Marlon is working on hand-shape recognition for mobile applications. He is trying to identify the hand-shapes from Irish Sign Language in images. He is using techniques based on Principal Component Analysis (PCA), which represents shapes as points in a low-dimensional space. Marlon is using multi-stage version of PCA, which applies PCA to subsets of points in an existing PCA space. This allows him to create a hierarchical search algorithm. He is currently developing techniques to interpolate between points in a PCA space and to interpolate between the spaces themselves.

Fiona Dermody

Fiona is working on a Multimodal Positive Computing System for Public Speaking with Real-Time Feedback

The system detects body pose, facial expressions and voice using the Microsoft Kinect. Visual and text feedback is displayed in real time to the user using a video panel, icon panel and text feedback panel. Real time feedback is displayed on gaze direction, body pose and gesture, vocal tonality, vocal dysfluencies and speaking rate.

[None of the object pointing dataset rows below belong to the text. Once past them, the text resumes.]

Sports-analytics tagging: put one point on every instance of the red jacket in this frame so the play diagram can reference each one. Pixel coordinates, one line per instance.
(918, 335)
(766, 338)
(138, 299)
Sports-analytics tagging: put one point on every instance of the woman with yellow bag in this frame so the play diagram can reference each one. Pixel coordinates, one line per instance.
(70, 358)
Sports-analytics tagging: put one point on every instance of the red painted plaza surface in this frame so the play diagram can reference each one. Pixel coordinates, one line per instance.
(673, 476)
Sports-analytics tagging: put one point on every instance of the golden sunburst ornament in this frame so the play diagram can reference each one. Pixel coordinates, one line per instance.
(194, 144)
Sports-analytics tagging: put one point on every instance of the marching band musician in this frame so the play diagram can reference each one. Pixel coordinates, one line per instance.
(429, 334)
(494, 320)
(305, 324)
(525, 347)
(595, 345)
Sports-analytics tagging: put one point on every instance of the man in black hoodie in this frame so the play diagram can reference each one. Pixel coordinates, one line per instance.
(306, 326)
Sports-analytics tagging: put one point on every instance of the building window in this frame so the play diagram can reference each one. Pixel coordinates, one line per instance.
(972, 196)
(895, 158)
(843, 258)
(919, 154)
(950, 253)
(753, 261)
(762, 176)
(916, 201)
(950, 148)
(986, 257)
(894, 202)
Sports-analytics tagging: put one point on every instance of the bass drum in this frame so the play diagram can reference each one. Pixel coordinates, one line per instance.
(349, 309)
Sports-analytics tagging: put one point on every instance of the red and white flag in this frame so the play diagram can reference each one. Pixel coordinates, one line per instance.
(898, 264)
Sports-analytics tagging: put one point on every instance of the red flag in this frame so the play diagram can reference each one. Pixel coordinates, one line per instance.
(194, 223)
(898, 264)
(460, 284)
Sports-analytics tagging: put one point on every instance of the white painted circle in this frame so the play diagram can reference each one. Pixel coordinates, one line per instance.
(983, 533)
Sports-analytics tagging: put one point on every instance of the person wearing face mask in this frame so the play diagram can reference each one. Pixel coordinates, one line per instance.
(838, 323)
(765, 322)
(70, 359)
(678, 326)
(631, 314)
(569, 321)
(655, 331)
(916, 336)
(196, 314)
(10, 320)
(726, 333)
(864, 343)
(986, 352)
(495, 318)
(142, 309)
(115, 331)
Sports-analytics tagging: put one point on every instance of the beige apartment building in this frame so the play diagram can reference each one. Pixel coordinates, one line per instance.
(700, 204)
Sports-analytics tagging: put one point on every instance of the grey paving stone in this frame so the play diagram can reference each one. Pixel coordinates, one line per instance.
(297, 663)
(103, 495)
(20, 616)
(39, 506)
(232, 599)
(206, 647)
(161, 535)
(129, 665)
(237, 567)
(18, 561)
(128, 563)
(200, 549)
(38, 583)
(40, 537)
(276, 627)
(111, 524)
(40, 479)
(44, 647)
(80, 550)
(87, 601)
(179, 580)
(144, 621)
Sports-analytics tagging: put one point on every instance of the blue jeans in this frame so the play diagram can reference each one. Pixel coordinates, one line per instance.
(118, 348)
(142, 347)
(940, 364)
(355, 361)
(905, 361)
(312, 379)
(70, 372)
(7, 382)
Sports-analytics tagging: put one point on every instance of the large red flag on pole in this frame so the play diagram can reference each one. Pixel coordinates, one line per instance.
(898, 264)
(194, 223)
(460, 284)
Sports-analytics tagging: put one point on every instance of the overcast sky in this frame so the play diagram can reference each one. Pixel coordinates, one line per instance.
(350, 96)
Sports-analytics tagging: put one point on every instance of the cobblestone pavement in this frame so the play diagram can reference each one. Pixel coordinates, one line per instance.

The development of the system encapsulates inter-disciplinarity through its application of the principles of affective computing, psychology and the humanities, specifically the art of rhetoric.  The ultimate goal of this multifaceted approach is to increase user wellbeing through the informed utilisation of technology with inputs from humanities and the social sciences.

Initial user feedback on the prototype from a pilot study has been positive. In future work we will explore ways of using multi-modal feedback to reduce the cognitive load on the user.

Positive Computing is an appropriate, interdisciplinary framework, within which to develop a digital system for reducing public speaking anxiety, because the objectives of this research align with the objectives of positive computing.  Public speaking anxiety has a significant impact on a personís wellbeing. In particular it has been found to impact on success in academia, in society and in business. A system such as this will enable users to maximize their potential in these areas. By providing users with reflective feedback on their speaking performance, it can help them to become aware of how the mechanics of their speaking could be perceived. This heightened awareness could enable a user to reduce their speaking anxiety thereby potentially increasing their wellbeing.